Ivey earlier this year vetoed a bill to delay the holdback provision by two years, saying that the state first needs to see testing data from the 2020-2021 school year. But this year’s spring testing results showed an overall disappointing outlook on reading progress.

If the hold back provision does get delayed, that does not mean that testing or implementation of the Literacy Act’s other provisions like summer reading camps and professional development for teachers will stop. To the contrary, Mark Dixon of the A+ Education Partnership said the data shows the state needs to invest even more in literacy efforts.

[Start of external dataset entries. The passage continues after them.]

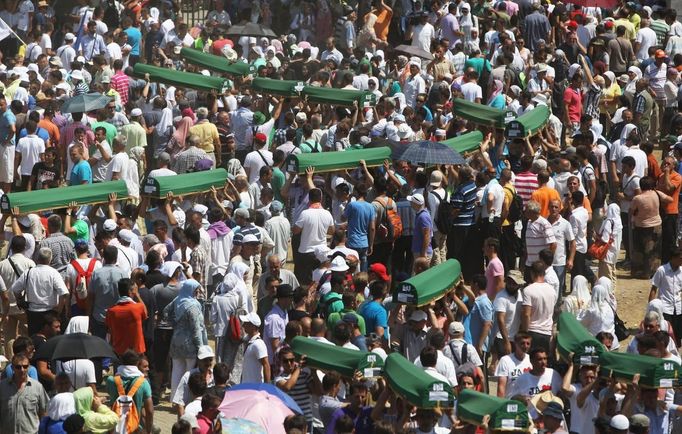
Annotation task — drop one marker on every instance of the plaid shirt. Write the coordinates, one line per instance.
(185, 160)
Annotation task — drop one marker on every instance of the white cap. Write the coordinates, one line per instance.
(205, 352)
(109, 225)
(619, 422)
(416, 198)
(250, 238)
(339, 264)
(418, 315)
(250, 317)
(126, 235)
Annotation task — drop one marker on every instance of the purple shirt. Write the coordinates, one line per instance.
(421, 221)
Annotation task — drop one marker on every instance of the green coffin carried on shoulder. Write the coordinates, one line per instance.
(56, 198)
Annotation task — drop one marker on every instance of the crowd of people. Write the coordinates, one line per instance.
(200, 292)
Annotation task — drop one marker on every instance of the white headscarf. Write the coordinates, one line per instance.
(61, 406)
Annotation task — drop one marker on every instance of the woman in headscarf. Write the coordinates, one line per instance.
(579, 297)
(611, 231)
(60, 407)
(189, 333)
(599, 316)
(163, 131)
(177, 141)
(230, 300)
(497, 99)
(98, 417)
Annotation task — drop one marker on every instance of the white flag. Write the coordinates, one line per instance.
(5, 30)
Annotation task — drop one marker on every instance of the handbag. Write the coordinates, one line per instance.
(599, 248)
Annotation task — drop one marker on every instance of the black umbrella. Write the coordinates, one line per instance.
(431, 153)
(75, 346)
(411, 50)
(251, 29)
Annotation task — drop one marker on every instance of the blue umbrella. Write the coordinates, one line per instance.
(272, 390)
(430, 153)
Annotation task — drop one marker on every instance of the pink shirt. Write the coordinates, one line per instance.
(494, 269)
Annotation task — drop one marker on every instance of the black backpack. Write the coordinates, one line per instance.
(443, 218)
(515, 207)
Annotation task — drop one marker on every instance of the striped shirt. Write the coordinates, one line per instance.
(464, 200)
(539, 236)
(526, 183)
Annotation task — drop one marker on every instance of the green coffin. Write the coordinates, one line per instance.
(188, 183)
(505, 414)
(276, 87)
(181, 78)
(479, 113)
(55, 198)
(345, 361)
(215, 63)
(466, 142)
(574, 338)
(429, 285)
(337, 160)
(528, 123)
(342, 97)
(653, 372)
(416, 386)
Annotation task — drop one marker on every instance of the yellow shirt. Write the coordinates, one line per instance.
(208, 133)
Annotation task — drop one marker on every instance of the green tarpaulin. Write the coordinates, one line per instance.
(466, 142)
(428, 285)
(653, 372)
(216, 63)
(345, 361)
(188, 183)
(416, 386)
(574, 338)
(338, 160)
(181, 78)
(528, 123)
(504, 414)
(55, 198)
(479, 113)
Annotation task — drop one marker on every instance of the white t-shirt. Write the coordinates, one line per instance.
(315, 223)
(511, 367)
(254, 162)
(252, 370)
(512, 307)
(562, 232)
(471, 91)
(30, 148)
(541, 297)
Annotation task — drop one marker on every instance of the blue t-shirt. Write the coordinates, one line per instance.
(6, 121)
(422, 220)
(81, 172)
(480, 313)
(375, 315)
(359, 215)
(134, 37)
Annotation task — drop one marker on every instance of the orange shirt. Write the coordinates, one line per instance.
(124, 321)
(544, 195)
(676, 181)
(382, 23)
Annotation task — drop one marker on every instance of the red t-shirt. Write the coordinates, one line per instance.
(124, 321)
(574, 102)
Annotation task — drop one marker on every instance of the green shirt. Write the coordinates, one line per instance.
(278, 181)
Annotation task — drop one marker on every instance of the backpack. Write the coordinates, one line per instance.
(111, 16)
(515, 207)
(124, 406)
(443, 214)
(83, 277)
(391, 227)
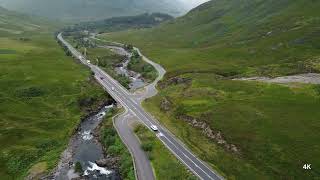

“We think after a review of the data, a one-year delay is appropriate, but we completely agree with the governor, we need to double down on implementation and that means more funding, and more supports for teachers and students to continue implementation,” Dixon told ADN.

Collins also said she hopes to see standards increase in the coming years.

“While I think it is a good and reasonable cut score to start out with, and as I’ve told the school board members I’ve spoken to, I hope this is something we will continue to lift so we continue to improve,” Collins said.

Ivey also mentioned that the state needs to work on improving students’ mathematics education.

“Literacy and numeracy are both essential to students’ success,” Ivey said. “In the weeks and months ahead I look forward to placing the same sense of urgency on mathematics as we have rightfully placed on reading.”

Sen. Arthur Orr, R-Decatur, has already said that he plans on introducing legislation that will get students math proficient by the time they leave the fifth grade.

“The bill will require significant commitment by the state and the education community, but as I see it, we have no other option,” Orr told ADN. “We have to do better.”